Das Traum vom Endspiel ist beendet. Trotzdem gibt man sich in Belgien nach der Halbfinalniederlage gegen Frankreich dankbar und selbstbewusst.

Obelix ist Belgien-Fan Foto: dpa

Antwerpen taz | Als es vorbei war, wurden Flaggen und ausgestreckte Schals in die Luft gereckt. Bengalisches Feuer brannte, aus den Boxen kam „You'll never walk alone“, viele sangen mit. So sah es nach dem Schlusspfiff des ersten Halbfinals im „WM-Dorf“ am Antwerpener Schelde-Kai aus, wo einmal mehr eine riesige Party stattgefunden hatte. „Kämpfend untergegangen“ seien die Roten Teufel, befanden Kommentatoren im Laufe des Abends. In Antwerpen verlor man singend und mit erhobenen Armen.

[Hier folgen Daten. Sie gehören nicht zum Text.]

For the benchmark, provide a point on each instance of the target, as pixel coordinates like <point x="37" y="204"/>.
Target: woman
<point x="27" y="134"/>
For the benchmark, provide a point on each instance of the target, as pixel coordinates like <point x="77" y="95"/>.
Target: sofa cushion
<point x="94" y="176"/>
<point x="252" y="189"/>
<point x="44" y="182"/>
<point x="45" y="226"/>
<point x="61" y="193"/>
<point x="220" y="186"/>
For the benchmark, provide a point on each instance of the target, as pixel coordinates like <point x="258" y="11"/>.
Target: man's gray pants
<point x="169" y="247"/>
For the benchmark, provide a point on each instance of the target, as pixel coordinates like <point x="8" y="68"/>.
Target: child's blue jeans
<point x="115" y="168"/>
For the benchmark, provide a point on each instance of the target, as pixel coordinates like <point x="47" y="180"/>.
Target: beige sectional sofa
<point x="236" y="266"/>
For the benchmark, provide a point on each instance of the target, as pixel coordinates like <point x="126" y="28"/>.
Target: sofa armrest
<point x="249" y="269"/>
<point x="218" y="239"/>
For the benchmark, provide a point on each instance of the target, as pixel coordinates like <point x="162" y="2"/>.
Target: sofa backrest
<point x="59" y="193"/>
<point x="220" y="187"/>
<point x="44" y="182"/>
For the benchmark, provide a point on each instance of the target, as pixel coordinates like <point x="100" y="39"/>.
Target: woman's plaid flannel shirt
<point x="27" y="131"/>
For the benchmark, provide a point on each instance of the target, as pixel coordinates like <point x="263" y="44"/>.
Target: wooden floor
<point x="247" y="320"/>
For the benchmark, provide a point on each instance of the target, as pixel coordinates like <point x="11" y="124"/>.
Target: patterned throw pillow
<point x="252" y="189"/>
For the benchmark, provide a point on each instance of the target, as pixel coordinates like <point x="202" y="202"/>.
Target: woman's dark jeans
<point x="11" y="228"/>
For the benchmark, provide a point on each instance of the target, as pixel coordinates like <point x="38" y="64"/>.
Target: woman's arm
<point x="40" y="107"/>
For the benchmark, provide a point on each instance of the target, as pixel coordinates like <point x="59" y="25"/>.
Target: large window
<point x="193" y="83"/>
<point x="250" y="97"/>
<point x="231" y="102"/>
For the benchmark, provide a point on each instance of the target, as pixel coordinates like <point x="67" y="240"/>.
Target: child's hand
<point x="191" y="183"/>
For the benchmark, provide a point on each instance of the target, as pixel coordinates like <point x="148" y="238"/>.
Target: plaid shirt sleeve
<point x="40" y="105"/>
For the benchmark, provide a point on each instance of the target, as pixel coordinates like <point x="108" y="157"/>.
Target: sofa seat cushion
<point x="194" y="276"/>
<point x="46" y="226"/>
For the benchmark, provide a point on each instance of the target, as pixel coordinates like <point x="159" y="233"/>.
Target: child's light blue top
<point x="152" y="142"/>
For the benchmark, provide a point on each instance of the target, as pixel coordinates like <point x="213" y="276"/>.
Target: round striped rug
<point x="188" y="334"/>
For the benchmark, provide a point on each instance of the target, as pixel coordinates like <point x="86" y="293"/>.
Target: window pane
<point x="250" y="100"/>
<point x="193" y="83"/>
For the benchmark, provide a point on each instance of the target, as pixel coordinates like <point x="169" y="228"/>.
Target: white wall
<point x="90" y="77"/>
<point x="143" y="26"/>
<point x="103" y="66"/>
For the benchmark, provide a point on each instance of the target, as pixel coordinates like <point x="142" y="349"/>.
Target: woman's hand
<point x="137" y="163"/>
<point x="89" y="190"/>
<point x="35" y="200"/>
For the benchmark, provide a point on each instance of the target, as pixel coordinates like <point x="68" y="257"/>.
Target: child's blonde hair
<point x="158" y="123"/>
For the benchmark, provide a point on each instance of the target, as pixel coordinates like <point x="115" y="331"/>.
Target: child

Die Reaktionen auf die Halbfinalniederlage gegen den großen Nachbarn Frankreich sind ein Indikator für das, was dieses belgische Team in den letzten Wochen erreicht hat. Fraglos ist da viel Schmerz, von der Brüsseler Tageszeitung Le Soir mit „Ende des Traums für die Teufel“ beschrieben. Die wallonischen Kollegen von La Meuse aus Lüttich formulierten: „Für die tausenden Anhänger ist der Verdruss enorm. Er geht mit Tränen einher, aber auch mit immensem Stolz.“

Recht bald nach dem Match war deutlich, dass unter dem Strich vor allem Freude bleibt, und ein Selbstbewusstsein, das man in Belgien selten gesehen hat. „Danke, Teufel, für 27 magische Tage in Russland“, formulierte die Regionalzeitung Het Belang van Limburg spät am Abend. Da hatte Thibaut Courtois den Franzosen schon vorgeworfen, sie hätten „Anti-Fußball“ gespielt, und Eden Hazard trotzig bekannt, er „verliere lieber mit diesem Belgien“ als mit einem solchen Frankreich zu gewinnen.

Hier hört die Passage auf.